Luvon Roberson @LuvonRwriter

Books Take Center Stage in Holiday Window Displays

Images of Books & Authors in Unexpected Places

Every year in December, I head off to Fifth Avenue to tour the gorgeous holiday window displays. This year, my traditional seasonal trek had a happy addition: Harlem's 125th Street! I was like a kid in a candy store, as several stores on Harlem's 125th Street showcased gorgeous holiday windows. Expecting to see the usual festive creations of glamorous gowns and dressed-to-the-nines mannequins; snow-filled dioramas; old-fashioned toys for miniature girls and boys; and the usual Christmas scenes, what a wonder-filled surprise to find instead, books and authors inspiring the holidays this year!

Fifth Avenue

Bergdorf Goodman offered windows on Architecture, Music, Painting, Theatre, and my favorite, Arts & Literature.

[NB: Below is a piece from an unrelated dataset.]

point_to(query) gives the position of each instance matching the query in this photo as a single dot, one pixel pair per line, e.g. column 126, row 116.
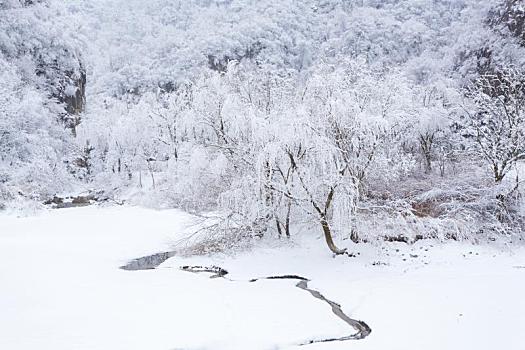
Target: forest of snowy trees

Bergdorf-Goodman  Books-and-Writers-Holiday-Themed-Windows IRzehavi BG Holiday 2014 arts 600x803

Literature themed holiday window at Bergdorf Goodman - December 2014. Photo Credit: Ricky Zehavi

Can you find Frederick Douglass and Phyllis Wheatley among the many iconic writers featured in the window?

Harlem

Uptown, a Harlem store's fanciful window shimmered with a quote from Zora Neale Hurston, one of my most cherished writers. The images of Hurston and Langston Hughes, standing stand-by-side in the Yoga Land window display, made me smile.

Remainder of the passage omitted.